Facebook does not assign the IDs sequentially, and I suspect they have some regime for assigning numbers.
I recently fixed exactly this bug, so it is a real problem.
I would make it UNSIGNED, simply because that is what it is.
I would not use a string. That makes comparisons painful and your indexes clunkier than they need to be.
You can't use INT any more. Last night I had two user ids that maxed out INT(10).
I use a bigint to store the facebook id, because that's what it is.
but internally for the primary and foreign keys of the tables, i use a smallint, because it is smaller. But also because if the bigint should ever have to become a string (to find users by username instead of id), i can easily change it.
so i have a table that looks like this:
profile
- profile_key smallint primary key
- profile_name varchar
- fb_profile_id bigint
and one that looks like this
something_else
- profile_key smallint primary key
- something_else_key smallint primary key
- something_else_name varchar
and my queries for a singe page could be something like this:
select profile_key, profile_name
from profile
where fb_profile_id = ?
now i take the profile_key and use it in the next query
select something_else_key, something_else_name
from something_else
where profile_key = ?
the profile table almost always gets queried for almost any request anyway, so i don't consider it an extra step.
And ofcourse it is also quite ease to cache the first query for some extra performance.
If you are reading this in 2015 when facebook has upgraded their API to 2.0 version. They have added a note in their documentation stating that their ids would be changed and would have an app scope. So maybe there is huge possibility later in the future that they might change all the ids to Alpha numeric.

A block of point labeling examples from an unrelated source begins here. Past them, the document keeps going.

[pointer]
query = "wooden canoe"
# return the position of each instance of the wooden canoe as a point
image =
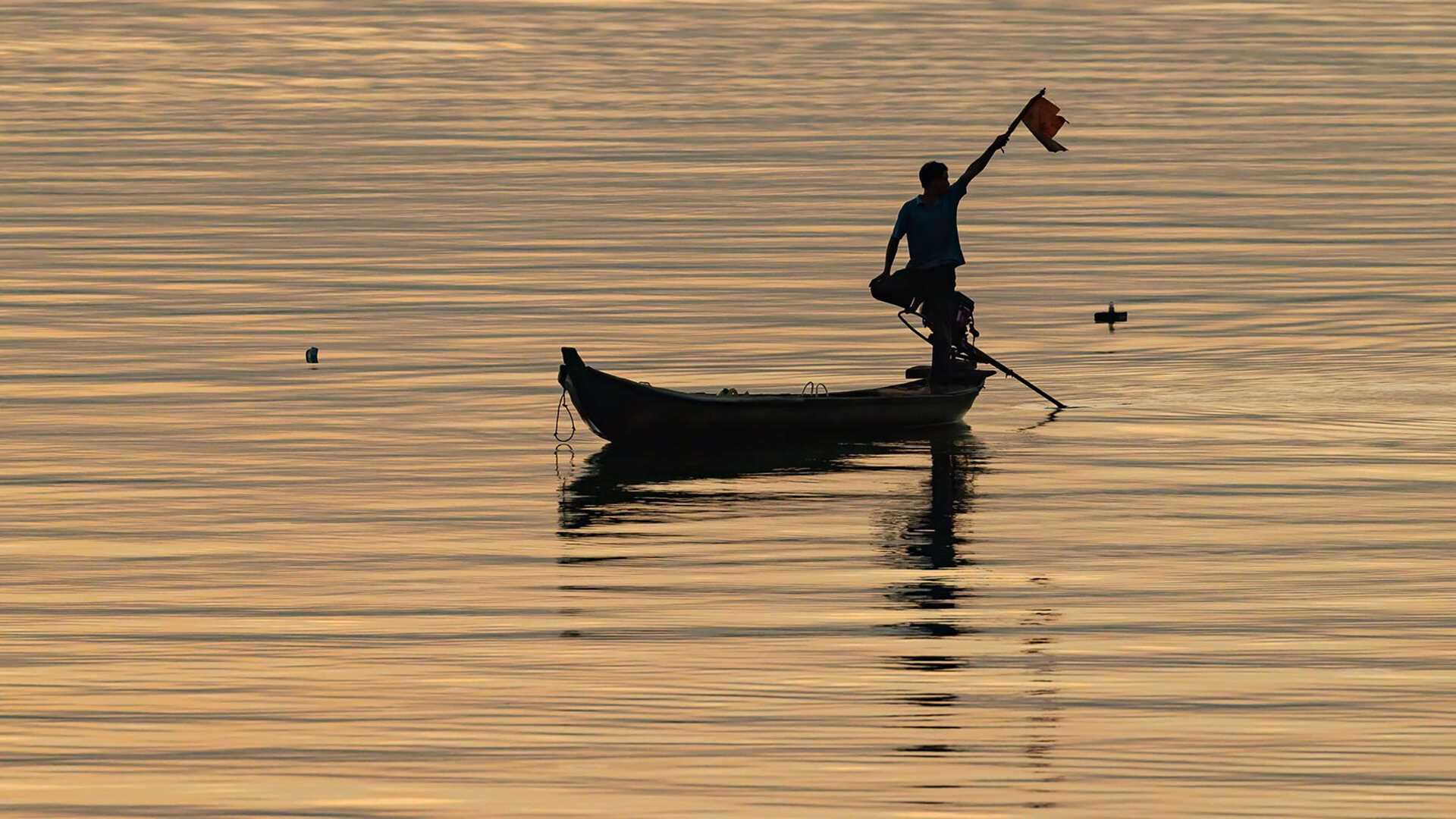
(625, 410)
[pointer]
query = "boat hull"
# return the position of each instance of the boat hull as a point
(623, 410)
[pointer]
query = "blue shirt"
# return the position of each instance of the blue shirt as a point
(934, 241)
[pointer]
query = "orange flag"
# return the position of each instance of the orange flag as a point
(1043, 121)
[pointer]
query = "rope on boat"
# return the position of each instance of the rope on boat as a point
(571, 463)
(570, 417)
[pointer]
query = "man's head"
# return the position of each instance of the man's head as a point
(935, 177)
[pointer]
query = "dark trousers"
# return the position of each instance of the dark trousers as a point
(938, 308)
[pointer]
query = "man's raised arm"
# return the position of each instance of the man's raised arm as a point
(973, 169)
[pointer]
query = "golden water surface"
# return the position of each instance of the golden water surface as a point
(237, 585)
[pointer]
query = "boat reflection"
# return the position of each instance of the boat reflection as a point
(924, 535)
(622, 484)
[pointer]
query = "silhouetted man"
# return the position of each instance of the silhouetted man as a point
(935, 249)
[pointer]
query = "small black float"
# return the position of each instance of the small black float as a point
(1110, 316)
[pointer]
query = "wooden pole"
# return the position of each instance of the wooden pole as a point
(1012, 373)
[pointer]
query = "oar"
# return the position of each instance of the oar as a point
(983, 356)
(1024, 110)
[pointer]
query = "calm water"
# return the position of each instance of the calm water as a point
(237, 585)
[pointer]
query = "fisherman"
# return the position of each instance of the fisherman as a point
(935, 251)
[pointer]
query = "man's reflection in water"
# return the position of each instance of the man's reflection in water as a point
(927, 535)
(934, 541)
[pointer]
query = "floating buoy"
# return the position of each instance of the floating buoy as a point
(1110, 316)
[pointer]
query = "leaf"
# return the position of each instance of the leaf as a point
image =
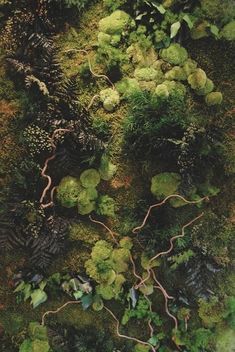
(38, 297)
(160, 8)
(26, 346)
(153, 340)
(175, 28)
(188, 20)
(214, 30)
(86, 301)
(78, 294)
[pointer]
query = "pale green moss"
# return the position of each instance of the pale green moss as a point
(148, 74)
(110, 99)
(116, 23)
(197, 80)
(176, 73)
(175, 54)
(208, 88)
(214, 98)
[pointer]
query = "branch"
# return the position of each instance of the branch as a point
(138, 228)
(57, 310)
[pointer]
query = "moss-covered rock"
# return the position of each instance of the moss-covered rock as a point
(68, 191)
(189, 66)
(90, 178)
(214, 98)
(116, 23)
(176, 73)
(148, 74)
(208, 88)
(228, 31)
(162, 91)
(197, 80)
(175, 54)
(110, 99)
(164, 184)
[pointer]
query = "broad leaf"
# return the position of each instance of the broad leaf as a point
(175, 28)
(38, 297)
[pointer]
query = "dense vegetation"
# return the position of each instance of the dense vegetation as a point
(116, 173)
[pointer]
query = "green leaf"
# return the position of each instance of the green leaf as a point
(153, 340)
(38, 297)
(20, 287)
(160, 8)
(188, 20)
(214, 30)
(78, 294)
(26, 346)
(175, 28)
(86, 300)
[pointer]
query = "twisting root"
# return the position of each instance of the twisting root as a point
(138, 228)
(175, 237)
(92, 101)
(90, 67)
(43, 172)
(125, 336)
(167, 309)
(57, 310)
(106, 228)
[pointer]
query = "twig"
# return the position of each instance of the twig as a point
(43, 172)
(90, 67)
(138, 228)
(92, 101)
(125, 336)
(105, 226)
(57, 310)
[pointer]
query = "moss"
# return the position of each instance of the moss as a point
(116, 23)
(176, 73)
(214, 98)
(110, 99)
(197, 80)
(228, 31)
(162, 91)
(175, 54)
(162, 185)
(148, 74)
(209, 86)
(83, 232)
(68, 191)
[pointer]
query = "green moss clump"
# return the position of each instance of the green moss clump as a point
(197, 80)
(68, 191)
(148, 74)
(116, 23)
(176, 73)
(110, 99)
(90, 178)
(175, 54)
(209, 86)
(214, 98)
(228, 32)
(162, 185)
(162, 91)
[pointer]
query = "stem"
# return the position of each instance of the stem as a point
(57, 310)
(125, 336)
(138, 228)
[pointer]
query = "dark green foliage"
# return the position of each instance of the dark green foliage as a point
(153, 122)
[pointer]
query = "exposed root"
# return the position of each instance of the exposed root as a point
(57, 310)
(138, 228)
(92, 101)
(43, 172)
(106, 228)
(90, 67)
(125, 336)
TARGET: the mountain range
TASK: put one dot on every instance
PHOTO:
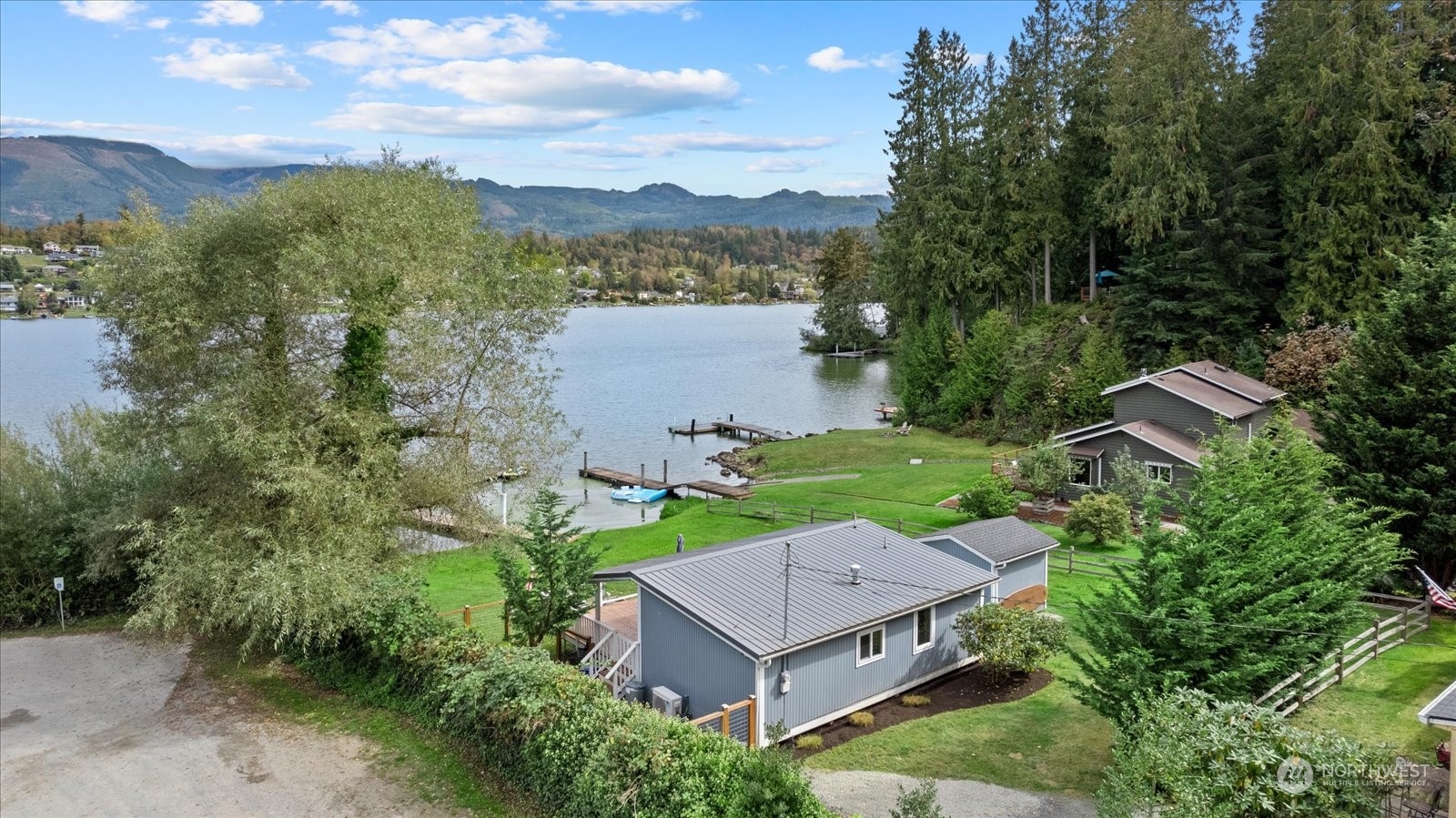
(53, 177)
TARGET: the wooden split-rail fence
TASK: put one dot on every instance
(735, 721)
(776, 512)
(1409, 619)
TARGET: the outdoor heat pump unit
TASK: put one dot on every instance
(667, 702)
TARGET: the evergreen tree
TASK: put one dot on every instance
(844, 288)
(1390, 410)
(1343, 86)
(1264, 578)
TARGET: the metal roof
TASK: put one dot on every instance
(739, 589)
(999, 540)
(1208, 385)
(1441, 711)
(1155, 434)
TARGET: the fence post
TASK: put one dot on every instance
(753, 721)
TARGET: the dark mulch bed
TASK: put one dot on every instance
(967, 687)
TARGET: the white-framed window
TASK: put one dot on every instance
(871, 647)
(1081, 472)
(1159, 472)
(924, 629)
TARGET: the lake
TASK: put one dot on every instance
(626, 374)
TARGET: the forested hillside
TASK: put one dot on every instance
(1234, 199)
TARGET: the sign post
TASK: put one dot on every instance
(60, 600)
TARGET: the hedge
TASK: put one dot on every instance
(551, 730)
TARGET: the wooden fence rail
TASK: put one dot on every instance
(1072, 560)
(1410, 619)
(735, 721)
(775, 512)
(468, 614)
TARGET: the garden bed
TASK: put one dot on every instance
(968, 687)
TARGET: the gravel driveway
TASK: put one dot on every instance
(106, 725)
(873, 795)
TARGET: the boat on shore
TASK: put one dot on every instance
(638, 494)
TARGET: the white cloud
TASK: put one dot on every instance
(448, 121)
(414, 43)
(104, 10)
(783, 165)
(672, 145)
(229, 14)
(252, 148)
(618, 7)
(347, 7)
(832, 58)
(26, 124)
(216, 61)
(565, 83)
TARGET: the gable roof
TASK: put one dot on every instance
(1208, 385)
(999, 540)
(739, 589)
(1154, 434)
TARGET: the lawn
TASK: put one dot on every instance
(1380, 702)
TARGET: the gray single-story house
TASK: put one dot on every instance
(1005, 546)
(813, 621)
(1441, 712)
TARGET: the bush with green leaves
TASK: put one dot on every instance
(1043, 469)
(919, 803)
(1190, 756)
(1106, 517)
(989, 497)
(1009, 640)
(550, 730)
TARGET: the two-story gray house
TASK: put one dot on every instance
(1162, 419)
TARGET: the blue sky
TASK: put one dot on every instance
(740, 97)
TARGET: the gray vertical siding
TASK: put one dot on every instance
(681, 654)
(1021, 574)
(956, 549)
(824, 677)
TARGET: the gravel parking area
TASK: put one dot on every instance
(873, 795)
(108, 725)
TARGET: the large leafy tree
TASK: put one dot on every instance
(1263, 580)
(1390, 409)
(298, 439)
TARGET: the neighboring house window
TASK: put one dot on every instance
(924, 629)
(871, 647)
(1159, 472)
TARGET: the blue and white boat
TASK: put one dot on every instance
(638, 494)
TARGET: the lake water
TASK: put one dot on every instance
(626, 374)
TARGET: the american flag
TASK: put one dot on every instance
(1438, 594)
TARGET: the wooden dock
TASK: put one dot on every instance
(618, 478)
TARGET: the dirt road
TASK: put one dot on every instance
(106, 725)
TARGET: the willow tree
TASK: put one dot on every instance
(298, 436)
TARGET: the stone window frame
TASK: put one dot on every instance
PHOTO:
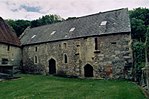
(35, 59)
(65, 58)
(64, 45)
(4, 61)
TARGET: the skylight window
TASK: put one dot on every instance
(103, 23)
(33, 36)
(53, 32)
(72, 29)
(66, 36)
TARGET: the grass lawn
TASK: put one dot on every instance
(50, 87)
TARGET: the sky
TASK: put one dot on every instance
(33, 9)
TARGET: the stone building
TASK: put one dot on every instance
(97, 45)
(10, 52)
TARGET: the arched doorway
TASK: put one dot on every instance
(88, 71)
(52, 66)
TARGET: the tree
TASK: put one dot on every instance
(146, 47)
(19, 25)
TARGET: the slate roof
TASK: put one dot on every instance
(7, 35)
(116, 21)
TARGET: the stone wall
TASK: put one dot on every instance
(111, 59)
(10, 53)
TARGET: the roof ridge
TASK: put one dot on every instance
(80, 17)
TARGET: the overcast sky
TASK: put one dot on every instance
(33, 9)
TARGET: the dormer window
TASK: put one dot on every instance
(72, 29)
(103, 23)
(53, 32)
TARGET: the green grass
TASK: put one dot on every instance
(49, 87)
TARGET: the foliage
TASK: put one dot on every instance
(139, 22)
(49, 87)
(19, 25)
(138, 29)
(31, 68)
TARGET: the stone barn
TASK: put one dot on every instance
(97, 45)
(10, 52)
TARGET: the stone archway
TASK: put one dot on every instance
(52, 66)
(88, 71)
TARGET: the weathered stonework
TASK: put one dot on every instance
(113, 59)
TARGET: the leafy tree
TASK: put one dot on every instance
(19, 25)
(138, 29)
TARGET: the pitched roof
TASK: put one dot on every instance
(7, 34)
(116, 21)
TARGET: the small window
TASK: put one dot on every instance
(4, 61)
(96, 44)
(33, 36)
(36, 49)
(113, 42)
(65, 45)
(53, 32)
(8, 48)
(65, 58)
(35, 59)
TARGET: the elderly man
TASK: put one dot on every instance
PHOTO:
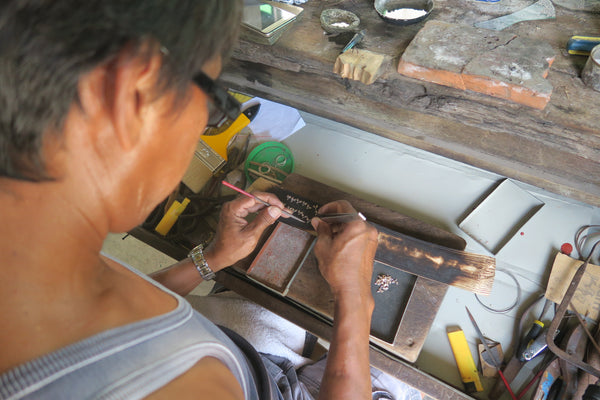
(102, 103)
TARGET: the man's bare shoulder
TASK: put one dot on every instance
(208, 379)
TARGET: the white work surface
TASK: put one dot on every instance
(442, 192)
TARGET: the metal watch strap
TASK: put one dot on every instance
(199, 261)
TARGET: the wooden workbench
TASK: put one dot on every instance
(557, 149)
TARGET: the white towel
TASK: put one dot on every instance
(266, 331)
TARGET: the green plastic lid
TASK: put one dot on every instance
(269, 160)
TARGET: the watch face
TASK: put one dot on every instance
(200, 263)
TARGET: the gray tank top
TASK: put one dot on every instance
(129, 362)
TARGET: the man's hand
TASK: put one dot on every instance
(345, 252)
(236, 238)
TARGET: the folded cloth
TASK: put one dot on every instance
(266, 331)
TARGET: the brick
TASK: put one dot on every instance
(494, 63)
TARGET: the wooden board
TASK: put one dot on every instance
(310, 289)
(557, 149)
(458, 268)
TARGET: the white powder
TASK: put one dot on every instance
(404, 13)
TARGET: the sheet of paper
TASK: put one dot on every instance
(274, 121)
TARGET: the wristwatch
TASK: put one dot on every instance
(199, 261)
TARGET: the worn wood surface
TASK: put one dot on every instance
(557, 149)
(467, 271)
(311, 290)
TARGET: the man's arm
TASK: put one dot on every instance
(345, 253)
(236, 238)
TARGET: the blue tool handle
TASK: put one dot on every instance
(582, 45)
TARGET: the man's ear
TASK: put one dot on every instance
(134, 93)
(120, 94)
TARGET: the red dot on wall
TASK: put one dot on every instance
(566, 248)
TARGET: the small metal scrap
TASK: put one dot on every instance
(384, 282)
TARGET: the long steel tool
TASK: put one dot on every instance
(560, 313)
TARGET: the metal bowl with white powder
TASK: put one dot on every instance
(403, 12)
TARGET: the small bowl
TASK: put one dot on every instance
(413, 11)
(334, 20)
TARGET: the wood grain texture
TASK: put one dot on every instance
(310, 289)
(469, 271)
(557, 149)
(322, 193)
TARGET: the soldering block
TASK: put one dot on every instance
(494, 63)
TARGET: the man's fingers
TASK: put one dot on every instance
(321, 227)
(264, 218)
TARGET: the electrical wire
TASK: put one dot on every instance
(513, 305)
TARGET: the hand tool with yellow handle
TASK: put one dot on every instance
(582, 45)
(464, 361)
(211, 151)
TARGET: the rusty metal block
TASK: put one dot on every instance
(280, 258)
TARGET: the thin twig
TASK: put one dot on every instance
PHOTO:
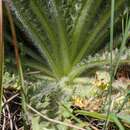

https://developers.facebook.com/docs/apps/upgrading#upgrading_v2_0_user_ids
So I would suggest to keep the type to varchar and avoid any future migration pains
Your math is a little wrong... remember that the largest number you can store in N bytes is 2^(N) - 1... not 2^(N). There are 2^N possible numbers, however the largest number you can store is 1 less that.
If Facebook uses an unsigned big int, then you should use that. They probably don't assign them sequentially.
Yes, you could get away with a varchar... however it would be slower (but probably not as much as you are thinking).
Store them as strings.
The Facebook Graph API returns ids as strings, so if you want comparisons to work without having to cast, you should use strings. IMO this trumps other considerations.
I would just stick with INT. It's easy, it's small, it works and you can always change the column to a larger size in the future if you need to.
FYI:
VARCHAR(n) ==> variable, up to n + 1 bytes
CHAR(n) ==> fixed, n bytes
Unless you expect more than 60% of the world's population to sign up, int should do?